Speech Recognition With LLMs Adapted to Disordered Speech Using Reinforcement Learning
Nagpal, Venugopalan, Tobin et al.
We introduce a large language model (LLM) capable of processing speech inputs and show that tuning it further with reinforcement learning on human preference (RLHF) enables it to adapt better to disordered speech than traditional fine-tuning. Our method replaces low-frequency text tokens in an LLM's vocabulary with audio tokens and enables the model to recognize speech by fine-tuning it on speech with transcripts. We then use RL with rewards based on syntactic and semantic accuracy measures generalizing the LLM further to recognize disordered speech. While the resulting LLM does not outperform existing systems for speech recognition, we find that tuning with reinforcement learning using custom rewards leads to substantially better performance than supervised fine-tuning of the language model, specifically when adapting to speech in a different setting. This presents a compelling alternative tuning strategy for speech recognition using large language models.
academic
Speech Recognition With LLMs Adapted to Disordered Speech Using Reinforcement Learning
This paper proposes a large language model (LLM) capable of processing speech input and demonstrates that further fine-tuning through reinforcement learning from human feedback (RLHF) can better adapt to disordered speech compared to traditional supervised fine-tuning. The method replaces low-frequency text tokens in the LLM vocabulary with audio tokens, enabling speech recognition through fine-tuning on speech transcription data. Subsequently, reinforcement learning with rewards based on syntactic and semantic accuracy metrics is employed to further generalize the LLM for recognizing disordered speech. While the resulting model does not surpass existing systems in speech recognition, the study finds that reinforcement learning fine-tuning with custom rewards significantly outperforms supervised fine-tuning of language models when adapting to speech in different settings.
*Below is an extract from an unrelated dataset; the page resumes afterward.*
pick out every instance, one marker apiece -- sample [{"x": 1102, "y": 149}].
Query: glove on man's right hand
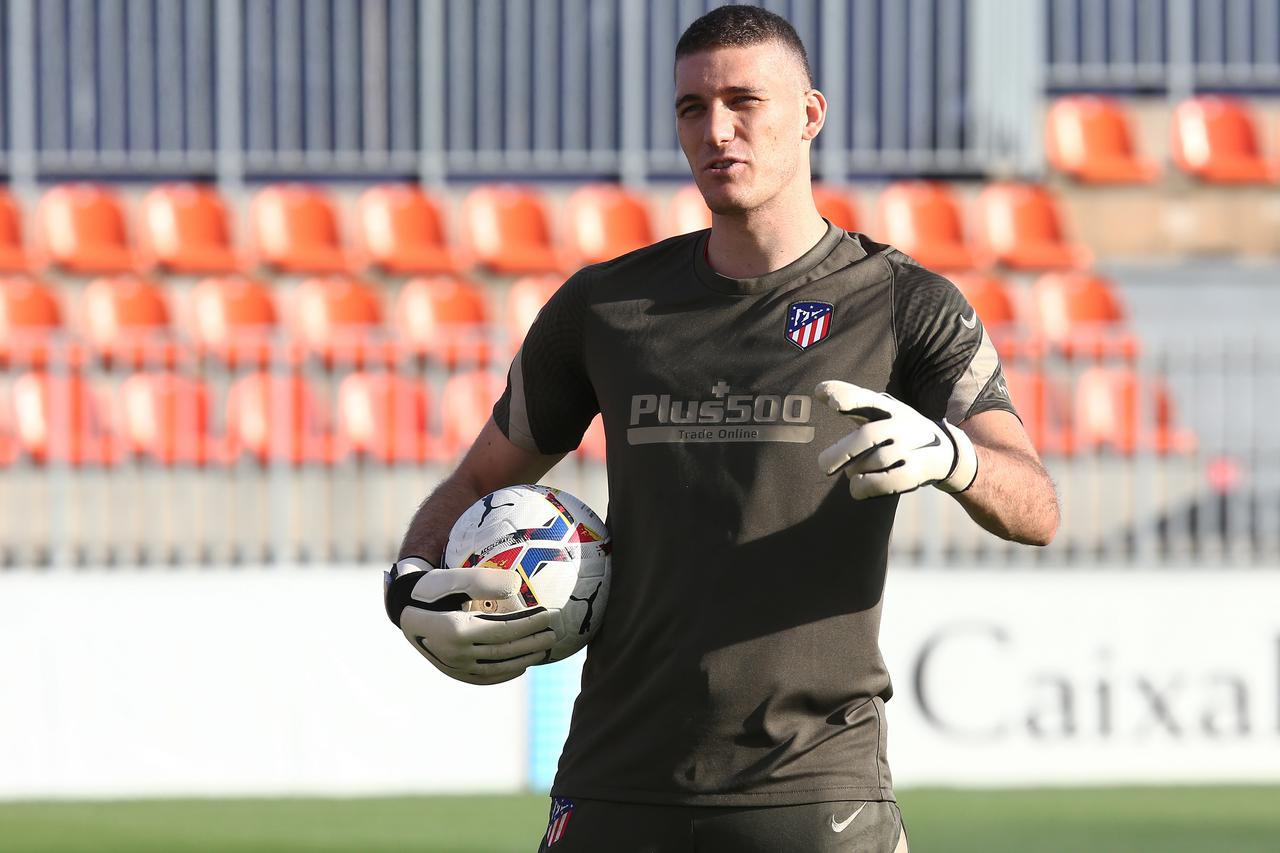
[{"x": 472, "y": 647}]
Multimodal Capability Extension: Enhancing LLMs' audio processing capabilities while maintaining language understanding is crucial for speech-controlled automation applications
Accessibility Technology: Speech recognition systems that can incorporate visual and textual context hold particular social value for individuals with speech disorders
Low-Resource Scenario Adaptation: Model adaptation in low-resource scenarios such as disordered speech represents an important technical challenge
Complex Architecture Modifications: Most existing work requires modifying LLM architecture or using speech encoders to extract embeddings
Vocabulary Expansion Costs: Some approaches handle audio by expanding the LLM vocabulary, increasing computational costs
Limited Evaluation Metrics: Traditional ASR systems primarily rely on syntactic metrics like WER, with insufficient evaluation of semantic preservation
Difficulty in Disordered Speech Adaptation: Traditional fine-tuning methods show limited effectiveness in adapting to disordered speech
Proposed LLM speech recognition method without architecture modification: By mapping audio tokens to low-frequency text tokens in the existing vocabulary, avoiding architectural changes
Introduced RLHF-based ASR domain adaptation strategy: Using combined rewards of WER and meaning preservation (MP) scores for reinforcement learning optimization
Achieved significant improvements in disordered speech recognition: Compared to supervised fine-tuning, the RLHF method achieved substantial performance improvements on the Euphonia dataset
Provided new perspectives on semantic preservation evaluation: Comprehensive evaluation combining syntactic accuracy (WER) and semantic accuracy (MP)
Input: Raw audio signals
Output: Corresponding text transcriptions
Constraints: Maintain the original LLM architecture unchanged while adapting to disordered speech domain
γ=1.00: Highest MP scores with slight WER increase but no statistical significance (p=0.54)
Severity-Level Analysis:
The RLHF model shows MP score improvements across all severity levels, with more pronounced improvements on moderate and severe disordered speech.
RLHF significantly outperforms supervised fine-tuning: The RLHF method achieves substantial improvements over continued supervised fine-tuning in disordered speech adaptation tasks
Effectiveness of multi-objective rewards: Reward functions combining WER and MP achieve good balance between syntactic and semantic accuracy
Importance of semantic preservation: In disordered speech recognition, semantic preservation is more important than strict word matching
The paper cites 35 relevant references covering important work in LLM multimodal extension, speech recognition, reinforcement learning, and other domains, providing a solid theoretical foundation for the research.
Overall Assessment: This paper has significant importance in both technical innovation and social value. The proposed architecture-free LLM speech recognition method and RLHF domain adaptation strategy provide new perspectives for related research. While there is room for improvement in absolute performance, the substantial improvements in the important application scenario of disordered speech recognition demonstrate the practical value of this method.